Ways and Means Launches Investigation Into Rising Death Rates Among Mothers During and After Childbirth
What do Afghanistan, Sudan, and the United States all have in common? They are the only countries in the world where the maternal mortality rate is on the rise, according to recent studies by the Alliance for Innovation on Maternal Health (AIM).
Compared to 30 years ago, AIM's report finds that women giving birth in the U.S. are more at risk of dying than their mothers were. Even more alarming is a considerable racial disparity: African American women are three to four times more likely to experience pregnancy-related deaths than Caucasian women.
In light of this report, House Ways and Means Committee Chairman Kevin Brady (R-TX), Oversight Subcommittee Chairman Lynn Jenkins (R-KS), and Health Subcommittee Chairman Peter Roskam (R-IL) have launched an investigation to determine why maternal mortality and morbidity rates are rising in America and what federal agencies, states, and hospitals are doing and can do to address this issue.

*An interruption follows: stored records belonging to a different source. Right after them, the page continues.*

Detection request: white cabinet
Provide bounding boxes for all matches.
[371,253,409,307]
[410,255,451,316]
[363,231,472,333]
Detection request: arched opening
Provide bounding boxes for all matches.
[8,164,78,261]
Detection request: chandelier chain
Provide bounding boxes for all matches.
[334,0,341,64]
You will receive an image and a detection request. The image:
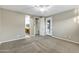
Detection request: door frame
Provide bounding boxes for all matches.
[45,17,53,36]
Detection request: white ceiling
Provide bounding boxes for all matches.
[0,5,78,16]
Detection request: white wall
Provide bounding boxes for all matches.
[0,9,25,42]
[53,9,79,42]
[40,18,45,36]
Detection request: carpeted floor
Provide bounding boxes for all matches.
[0,36,79,53]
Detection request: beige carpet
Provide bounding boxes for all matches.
[0,36,79,53]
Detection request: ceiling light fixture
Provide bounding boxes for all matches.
[34,5,51,12]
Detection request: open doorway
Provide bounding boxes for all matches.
[25,15,30,36]
[46,17,52,36]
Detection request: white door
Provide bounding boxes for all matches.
[46,17,52,35]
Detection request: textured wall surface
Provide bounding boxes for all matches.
[53,9,79,42]
[0,9,25,42]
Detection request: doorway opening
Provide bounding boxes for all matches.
[46,17,52,36]
[25,15,30,36]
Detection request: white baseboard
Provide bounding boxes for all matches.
[0,37,25,44]
[52,36,79,44]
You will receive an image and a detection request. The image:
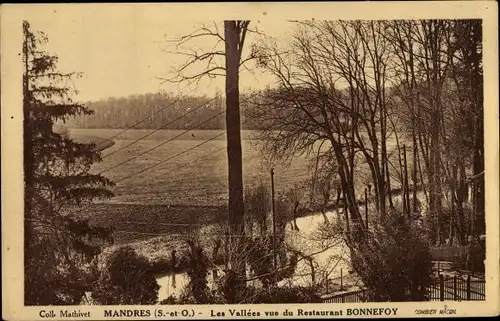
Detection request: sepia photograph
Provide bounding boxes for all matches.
[1,1,498,320]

Upon announcement of this investigation, Chairman Brady, Chairman Jenkins, and Chairman Roskam released the following statement:
"Bringing a new baby into this world should be one of the most exciting and rewarding times in a woman's life. It is absolutely unacceptable that preventable failures are the cause of avoidable, unnecessary, and absolutely tragic deaths. America needs to be the health care leader of the world, and women across the country need to know they will be safe and in good hands while giving birth. With this investigation, we are committed to finding out why these deaths are happening and where Congress can take action to not only prevent these deaths, but also reverse this trend."
Background: Recent concerns have been raised that more women are dying from pregnancy-related complications in the U.S. than any other developed country. Every year in the U.S., more than 50,000 mothers are severely injured during or after childbirth and 700 die, many from preventable complications.
Maternal mortality review committees from nine states found that approximately 63 percent of pregnancy-related deaths were preventable. For example, the causes of death or near-death in hospitals are often due to dangerously high blood pressure or significant blood loss, both of which can be monitored and mitigated. Federally funded research from AIM resulted in proposed hospital safety protocols. While some hospitals have voluntarily adopted these protocols to try to address the causes of maternal mortality, others have not.